Sunday 25 April 2010

aNZac day

Not so much rocked to sleep on the Spirit of the Outback last night as shaken into submission and deafened by the squealing and scraping (due to flat wheels after an emergency stop just outside Bundy, apparently) but it's still always fun lying in bed on a train.

And here we are in Longreach, a metropolis of 4000 or so, having come through blips like Alpha, "a one-street, one-shop, one-pub town" where 'town' is a relative term, surrounded as it is by miles and miles of empty country.

Today is Anzac Day and the war memorial opposite the railway station is surrounded by bright red poppy wreaths - and two little NZRSA poppies, probably for the first time ever.

Saturday 24 April 2010

Rocky for... a great steak

Started with a 3-hour tour of the wetlands attached to Capricorn Resort: birds, butterflies and dragonflies, and some interesting chat from Graham. "You could throw a swag over your shoulder and walk north for a week and not see another human," he said, waving his arm expansively over the landscape of rainforest, swamp and beach that stretches up to Mackay with nothing more than a few cattle-stations on the way.

There were more cattle at The Caves Show, the annual A&P event where we found the usual plates of 6 scones, displays of garden produce, photographs with crooked horizons and children's penmanship competitions.
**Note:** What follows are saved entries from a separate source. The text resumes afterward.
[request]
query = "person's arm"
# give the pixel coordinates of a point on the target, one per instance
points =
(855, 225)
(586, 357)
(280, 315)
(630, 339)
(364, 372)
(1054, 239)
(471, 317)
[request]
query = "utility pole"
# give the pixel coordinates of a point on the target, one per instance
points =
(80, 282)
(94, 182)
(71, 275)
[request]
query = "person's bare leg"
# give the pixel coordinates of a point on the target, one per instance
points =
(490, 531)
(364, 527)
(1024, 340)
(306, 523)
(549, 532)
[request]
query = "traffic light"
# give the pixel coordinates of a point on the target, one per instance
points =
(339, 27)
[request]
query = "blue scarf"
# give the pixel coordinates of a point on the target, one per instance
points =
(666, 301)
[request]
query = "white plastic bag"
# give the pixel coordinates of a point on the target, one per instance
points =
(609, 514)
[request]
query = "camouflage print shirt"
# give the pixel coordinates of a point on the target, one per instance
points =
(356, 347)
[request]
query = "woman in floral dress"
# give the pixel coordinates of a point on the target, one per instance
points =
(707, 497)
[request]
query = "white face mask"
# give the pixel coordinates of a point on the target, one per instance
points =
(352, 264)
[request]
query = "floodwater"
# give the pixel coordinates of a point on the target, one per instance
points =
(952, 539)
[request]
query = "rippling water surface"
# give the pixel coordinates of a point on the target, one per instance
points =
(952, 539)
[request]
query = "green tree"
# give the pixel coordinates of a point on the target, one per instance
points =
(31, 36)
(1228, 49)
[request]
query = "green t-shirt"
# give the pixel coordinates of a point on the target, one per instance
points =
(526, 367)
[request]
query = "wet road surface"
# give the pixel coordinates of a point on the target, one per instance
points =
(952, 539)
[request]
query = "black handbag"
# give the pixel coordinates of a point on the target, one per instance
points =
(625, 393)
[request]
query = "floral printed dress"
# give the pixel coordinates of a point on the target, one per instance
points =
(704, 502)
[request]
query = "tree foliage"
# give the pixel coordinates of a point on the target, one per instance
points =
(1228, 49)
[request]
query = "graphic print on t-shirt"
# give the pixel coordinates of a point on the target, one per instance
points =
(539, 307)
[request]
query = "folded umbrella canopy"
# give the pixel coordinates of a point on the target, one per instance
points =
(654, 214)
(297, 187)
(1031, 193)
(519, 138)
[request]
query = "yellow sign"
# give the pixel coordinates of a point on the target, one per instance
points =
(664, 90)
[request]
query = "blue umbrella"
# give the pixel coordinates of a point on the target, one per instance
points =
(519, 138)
Outside, shiny horses flipped over jumps, people in cowboy hats clutched stubbies at the bar and, this being Australia, there were camel rides and souped-up utes to drool over. To be fair, there was as much drooling over at the cattle judging, where Angus - his real name?- explained over the microphone to his deeply interested audience, cowboy-hatted to a man (or child), that he'd placed this particular cow first because of her feminine shape and fine legs. She was a Brahman, the breed of choice up here it seems, though Angus cattle are popular too in Rocky for their excellent eating.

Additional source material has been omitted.